I noticed that, when the central heat is on in our house, two vents
(in two bedrooms) don't seem to have any air flow out of them (they
are the only vents in the room, so I don't think they are intake
vents) . So these rooms feel cold. Other vents in the house seem to
work and hot air comes out from them. But nothing from these two
I would appreciate any assistance to help me understand what I have at
my hands -
1) If this seems like a duct work problem, how are such issues
fixed ? Is it very expensive ?
2) Can duct work get dis-connected within the walls ? If so, does
someone have to tear open the walls to fix it ?
Thanks. Sorry for my ignorance here...I have no idea about how ducts
are constructed . But how do I find if it is obstructed or broken ? It
could be somewhere deep in the duct work. I tried peeping in and
couldn't see anything.
In my case, the duct ran straight down the wall from the 2nd floor where
it was exposed in the basement. It's been so long ago that I cannot
remember how I knew my son was dumping stuff in it. I probably removed
the grate and peered down with a flashlight. Others have mentioned
checking for closed dampers. I would imagine that any dampers would be
in exposed areas.
On Apr 1, 1:09 pm, firstname.lastname@example.org wrote:
Ducts are pretty simple and generally not much goes wrong with them.
The first thing to check is whether the vent itself is turned off
(closed). Sometimes they have a lever or something that lets you open
and close it. If you can see through the vent grate into the 'dark
beyond' then it's open. You can also compare its appearance to other
vents that work. If the vents are open, there may be a baffle in the
ductwork that is closed. This would probably be located someplace
where the ductwork is exposed, like the basement. The main strategy
there is first try to figure out which duct(s) leads to the rooms in
question. By the way, are the two non-working vents on opposite sides
of the same wall? In that case it may be one duct that serves both
vents. Anyway if you can find the right duct(s) in the basement, look
for levers or handle-like things sticking out from the ductwork. If
you find one then try switching the position and see what happens. If
that doesn't pan out, maybe it's time to call the heating and cooling
company. Very unlikely that it would involve tearing up walls. -- H
On Apr 1, 2:09 pm, email@example.com wrote:
Go down in the basement and look for damper handles on the ductwork.
You should have dampers in each duct so you can control the amount of
air to each vent. Perhaps you have one or two dampers that are closed.

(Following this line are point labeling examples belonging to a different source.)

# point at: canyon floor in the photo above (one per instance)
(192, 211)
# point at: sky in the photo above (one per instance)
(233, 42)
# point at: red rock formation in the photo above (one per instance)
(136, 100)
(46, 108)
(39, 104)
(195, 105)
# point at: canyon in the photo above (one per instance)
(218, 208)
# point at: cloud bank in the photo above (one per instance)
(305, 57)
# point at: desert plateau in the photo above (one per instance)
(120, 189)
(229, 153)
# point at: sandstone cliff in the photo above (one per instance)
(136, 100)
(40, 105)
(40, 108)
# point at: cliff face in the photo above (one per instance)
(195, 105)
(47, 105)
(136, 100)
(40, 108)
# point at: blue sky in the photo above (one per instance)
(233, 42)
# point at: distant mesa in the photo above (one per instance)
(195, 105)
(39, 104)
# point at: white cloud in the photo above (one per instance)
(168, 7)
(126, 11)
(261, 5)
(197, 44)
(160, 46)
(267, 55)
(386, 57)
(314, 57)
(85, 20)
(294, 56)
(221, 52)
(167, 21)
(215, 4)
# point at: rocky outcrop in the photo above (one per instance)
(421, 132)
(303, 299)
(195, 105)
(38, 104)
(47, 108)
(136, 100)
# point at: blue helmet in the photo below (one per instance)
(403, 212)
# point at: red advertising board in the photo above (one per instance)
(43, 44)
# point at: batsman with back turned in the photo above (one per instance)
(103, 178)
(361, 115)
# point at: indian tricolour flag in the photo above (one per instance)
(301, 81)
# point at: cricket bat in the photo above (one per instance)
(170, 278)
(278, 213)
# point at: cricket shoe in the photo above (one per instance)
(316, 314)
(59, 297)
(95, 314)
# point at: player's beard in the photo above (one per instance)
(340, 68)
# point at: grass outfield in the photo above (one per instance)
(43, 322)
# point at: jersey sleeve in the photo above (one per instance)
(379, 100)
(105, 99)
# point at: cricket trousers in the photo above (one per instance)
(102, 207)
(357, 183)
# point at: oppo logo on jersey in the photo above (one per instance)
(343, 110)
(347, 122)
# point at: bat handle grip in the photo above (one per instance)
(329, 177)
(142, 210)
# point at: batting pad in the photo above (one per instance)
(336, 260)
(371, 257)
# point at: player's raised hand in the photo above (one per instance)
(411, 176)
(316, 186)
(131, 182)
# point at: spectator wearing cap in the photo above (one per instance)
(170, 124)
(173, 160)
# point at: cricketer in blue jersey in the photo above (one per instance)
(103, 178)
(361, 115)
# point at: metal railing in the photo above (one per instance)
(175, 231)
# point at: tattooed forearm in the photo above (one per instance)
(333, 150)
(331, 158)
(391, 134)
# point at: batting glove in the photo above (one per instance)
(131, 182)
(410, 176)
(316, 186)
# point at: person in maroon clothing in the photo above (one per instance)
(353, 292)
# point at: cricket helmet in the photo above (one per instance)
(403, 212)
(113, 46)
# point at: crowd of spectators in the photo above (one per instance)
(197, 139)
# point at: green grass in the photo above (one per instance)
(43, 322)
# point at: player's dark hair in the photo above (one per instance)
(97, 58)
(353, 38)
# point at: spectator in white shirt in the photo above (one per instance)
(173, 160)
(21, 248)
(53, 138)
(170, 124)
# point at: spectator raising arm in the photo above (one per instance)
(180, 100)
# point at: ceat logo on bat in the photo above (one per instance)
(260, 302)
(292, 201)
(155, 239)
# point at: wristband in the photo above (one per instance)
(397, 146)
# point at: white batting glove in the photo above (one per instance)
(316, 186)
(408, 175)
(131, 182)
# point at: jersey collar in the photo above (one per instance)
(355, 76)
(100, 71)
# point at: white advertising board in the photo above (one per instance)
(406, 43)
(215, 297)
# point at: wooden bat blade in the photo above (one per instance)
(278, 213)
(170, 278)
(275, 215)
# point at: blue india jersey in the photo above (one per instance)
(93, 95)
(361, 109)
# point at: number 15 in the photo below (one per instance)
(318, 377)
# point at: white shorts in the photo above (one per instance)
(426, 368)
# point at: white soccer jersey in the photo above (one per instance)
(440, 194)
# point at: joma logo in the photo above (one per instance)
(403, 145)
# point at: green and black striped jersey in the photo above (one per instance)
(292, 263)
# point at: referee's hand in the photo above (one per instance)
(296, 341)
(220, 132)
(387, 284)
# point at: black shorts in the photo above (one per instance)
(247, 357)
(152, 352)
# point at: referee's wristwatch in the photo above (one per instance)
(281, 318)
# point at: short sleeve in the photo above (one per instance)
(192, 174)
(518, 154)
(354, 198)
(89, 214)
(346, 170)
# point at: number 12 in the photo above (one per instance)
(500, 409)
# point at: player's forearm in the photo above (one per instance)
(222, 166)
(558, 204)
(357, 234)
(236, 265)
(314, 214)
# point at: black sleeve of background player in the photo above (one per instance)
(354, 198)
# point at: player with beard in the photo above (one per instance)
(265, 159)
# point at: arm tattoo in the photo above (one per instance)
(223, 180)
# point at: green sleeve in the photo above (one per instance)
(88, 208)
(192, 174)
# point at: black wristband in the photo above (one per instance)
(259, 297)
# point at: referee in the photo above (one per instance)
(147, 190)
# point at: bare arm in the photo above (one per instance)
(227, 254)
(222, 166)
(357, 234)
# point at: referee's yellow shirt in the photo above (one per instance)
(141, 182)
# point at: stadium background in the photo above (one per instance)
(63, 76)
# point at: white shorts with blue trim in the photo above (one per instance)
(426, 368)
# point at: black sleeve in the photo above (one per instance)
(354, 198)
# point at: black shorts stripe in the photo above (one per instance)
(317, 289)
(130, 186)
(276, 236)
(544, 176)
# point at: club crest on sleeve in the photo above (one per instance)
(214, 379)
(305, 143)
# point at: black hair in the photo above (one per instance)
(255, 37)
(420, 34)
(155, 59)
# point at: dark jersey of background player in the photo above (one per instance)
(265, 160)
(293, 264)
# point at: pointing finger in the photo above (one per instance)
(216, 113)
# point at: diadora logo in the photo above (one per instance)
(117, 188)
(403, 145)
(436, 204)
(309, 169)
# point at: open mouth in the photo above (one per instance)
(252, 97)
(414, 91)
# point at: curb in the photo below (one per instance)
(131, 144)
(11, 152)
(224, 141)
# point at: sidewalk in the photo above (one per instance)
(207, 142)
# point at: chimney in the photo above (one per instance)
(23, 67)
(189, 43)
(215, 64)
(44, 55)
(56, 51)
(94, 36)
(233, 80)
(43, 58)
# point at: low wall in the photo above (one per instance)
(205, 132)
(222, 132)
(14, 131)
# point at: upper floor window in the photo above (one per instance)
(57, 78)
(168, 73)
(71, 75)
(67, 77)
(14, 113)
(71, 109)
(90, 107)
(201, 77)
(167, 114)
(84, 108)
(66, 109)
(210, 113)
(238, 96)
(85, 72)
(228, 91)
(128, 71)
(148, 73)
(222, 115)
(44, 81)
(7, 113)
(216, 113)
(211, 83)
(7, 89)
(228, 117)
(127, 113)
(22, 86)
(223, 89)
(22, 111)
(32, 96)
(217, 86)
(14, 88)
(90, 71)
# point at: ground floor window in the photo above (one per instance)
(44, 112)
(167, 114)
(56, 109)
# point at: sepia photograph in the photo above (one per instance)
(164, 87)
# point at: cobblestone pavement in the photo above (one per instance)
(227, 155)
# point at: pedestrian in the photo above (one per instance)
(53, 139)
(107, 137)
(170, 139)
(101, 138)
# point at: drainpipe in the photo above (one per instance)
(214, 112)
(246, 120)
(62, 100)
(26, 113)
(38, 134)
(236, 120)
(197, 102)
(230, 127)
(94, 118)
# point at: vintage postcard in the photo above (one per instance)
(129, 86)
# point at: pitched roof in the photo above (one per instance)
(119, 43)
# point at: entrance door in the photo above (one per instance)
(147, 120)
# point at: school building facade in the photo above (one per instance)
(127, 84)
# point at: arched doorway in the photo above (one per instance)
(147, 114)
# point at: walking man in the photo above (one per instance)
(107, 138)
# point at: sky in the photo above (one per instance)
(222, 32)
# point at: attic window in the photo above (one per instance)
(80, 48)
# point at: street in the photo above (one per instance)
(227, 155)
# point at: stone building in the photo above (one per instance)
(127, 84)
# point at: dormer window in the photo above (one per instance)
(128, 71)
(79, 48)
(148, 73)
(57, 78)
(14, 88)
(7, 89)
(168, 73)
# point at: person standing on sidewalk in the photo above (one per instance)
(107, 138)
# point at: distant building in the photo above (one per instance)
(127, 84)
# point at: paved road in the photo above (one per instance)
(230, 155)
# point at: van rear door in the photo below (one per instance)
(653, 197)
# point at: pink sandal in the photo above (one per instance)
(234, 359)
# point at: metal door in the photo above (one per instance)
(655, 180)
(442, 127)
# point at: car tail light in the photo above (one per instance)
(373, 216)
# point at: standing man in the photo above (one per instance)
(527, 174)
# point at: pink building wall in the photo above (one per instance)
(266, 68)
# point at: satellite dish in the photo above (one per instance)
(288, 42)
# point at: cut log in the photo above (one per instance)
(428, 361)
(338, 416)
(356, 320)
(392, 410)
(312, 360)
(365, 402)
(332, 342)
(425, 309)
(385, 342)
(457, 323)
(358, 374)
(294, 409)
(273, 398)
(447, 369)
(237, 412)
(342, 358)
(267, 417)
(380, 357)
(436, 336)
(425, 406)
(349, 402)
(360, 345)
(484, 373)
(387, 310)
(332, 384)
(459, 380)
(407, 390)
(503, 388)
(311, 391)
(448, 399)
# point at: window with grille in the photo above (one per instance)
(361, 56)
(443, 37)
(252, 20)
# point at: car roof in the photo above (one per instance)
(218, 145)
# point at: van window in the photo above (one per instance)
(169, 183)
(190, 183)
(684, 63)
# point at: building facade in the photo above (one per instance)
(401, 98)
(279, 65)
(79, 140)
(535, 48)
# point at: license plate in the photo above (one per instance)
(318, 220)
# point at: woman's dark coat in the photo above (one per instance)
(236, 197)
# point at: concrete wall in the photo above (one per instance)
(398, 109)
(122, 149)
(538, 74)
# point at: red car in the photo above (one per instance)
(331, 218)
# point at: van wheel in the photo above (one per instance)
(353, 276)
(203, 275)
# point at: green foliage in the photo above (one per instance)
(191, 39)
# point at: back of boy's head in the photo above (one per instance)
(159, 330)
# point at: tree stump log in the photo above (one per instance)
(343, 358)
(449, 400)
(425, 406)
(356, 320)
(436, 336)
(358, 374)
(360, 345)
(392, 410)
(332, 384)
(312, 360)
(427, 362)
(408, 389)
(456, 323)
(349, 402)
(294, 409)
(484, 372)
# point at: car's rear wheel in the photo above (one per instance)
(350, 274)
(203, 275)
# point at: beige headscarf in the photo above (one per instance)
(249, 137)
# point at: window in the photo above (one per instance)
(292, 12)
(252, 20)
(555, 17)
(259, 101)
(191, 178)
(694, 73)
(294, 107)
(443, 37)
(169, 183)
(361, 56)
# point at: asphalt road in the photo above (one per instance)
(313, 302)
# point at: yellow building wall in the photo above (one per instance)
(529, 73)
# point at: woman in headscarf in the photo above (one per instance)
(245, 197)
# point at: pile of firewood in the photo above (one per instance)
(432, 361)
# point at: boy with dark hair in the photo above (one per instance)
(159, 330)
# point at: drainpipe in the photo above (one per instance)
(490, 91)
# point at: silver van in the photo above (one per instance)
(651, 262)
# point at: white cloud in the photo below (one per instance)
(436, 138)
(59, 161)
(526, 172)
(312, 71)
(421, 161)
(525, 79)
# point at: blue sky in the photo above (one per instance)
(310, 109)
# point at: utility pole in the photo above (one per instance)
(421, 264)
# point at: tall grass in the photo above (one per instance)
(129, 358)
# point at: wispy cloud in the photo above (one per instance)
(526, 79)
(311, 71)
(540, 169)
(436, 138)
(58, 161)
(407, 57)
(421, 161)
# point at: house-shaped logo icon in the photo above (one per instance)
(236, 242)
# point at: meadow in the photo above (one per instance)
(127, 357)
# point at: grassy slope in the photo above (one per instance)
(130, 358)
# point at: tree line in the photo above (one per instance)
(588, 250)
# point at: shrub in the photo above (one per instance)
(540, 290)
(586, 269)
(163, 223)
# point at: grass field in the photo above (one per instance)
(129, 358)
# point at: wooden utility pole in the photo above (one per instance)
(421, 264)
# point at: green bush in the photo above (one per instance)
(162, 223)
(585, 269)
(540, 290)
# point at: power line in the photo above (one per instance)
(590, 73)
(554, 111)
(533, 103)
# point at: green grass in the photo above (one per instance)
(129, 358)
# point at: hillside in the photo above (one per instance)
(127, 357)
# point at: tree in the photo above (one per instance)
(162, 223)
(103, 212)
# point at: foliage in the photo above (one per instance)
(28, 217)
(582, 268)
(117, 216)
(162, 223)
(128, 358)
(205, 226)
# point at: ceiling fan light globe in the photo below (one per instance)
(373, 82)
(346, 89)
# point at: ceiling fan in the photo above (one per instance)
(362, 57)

The handles should have some resistance to them as you feel the damper
turning inside the duct.
A while back I spent an afternoon mapping the ductwork in my house. I
simply turned the blower on high, closed all the dampers in the
basement and then opened them one at a time, walking through the
house, feeling the air at each vent. I then went back to the basement
and used a Sharpie to mark the room location on the ductwork next to
each damper handle. I found that in some cases, one damper closed off
more then one vent.
It really helped me balance the output better by closing off rooms
where I wanted it warmer/cooler and half-closing dampers for areas the
didn't need as much heat/cool.
Remember that hot air rises and cool air falls, so the vents should be
re-balanced when you switch from heat to AC.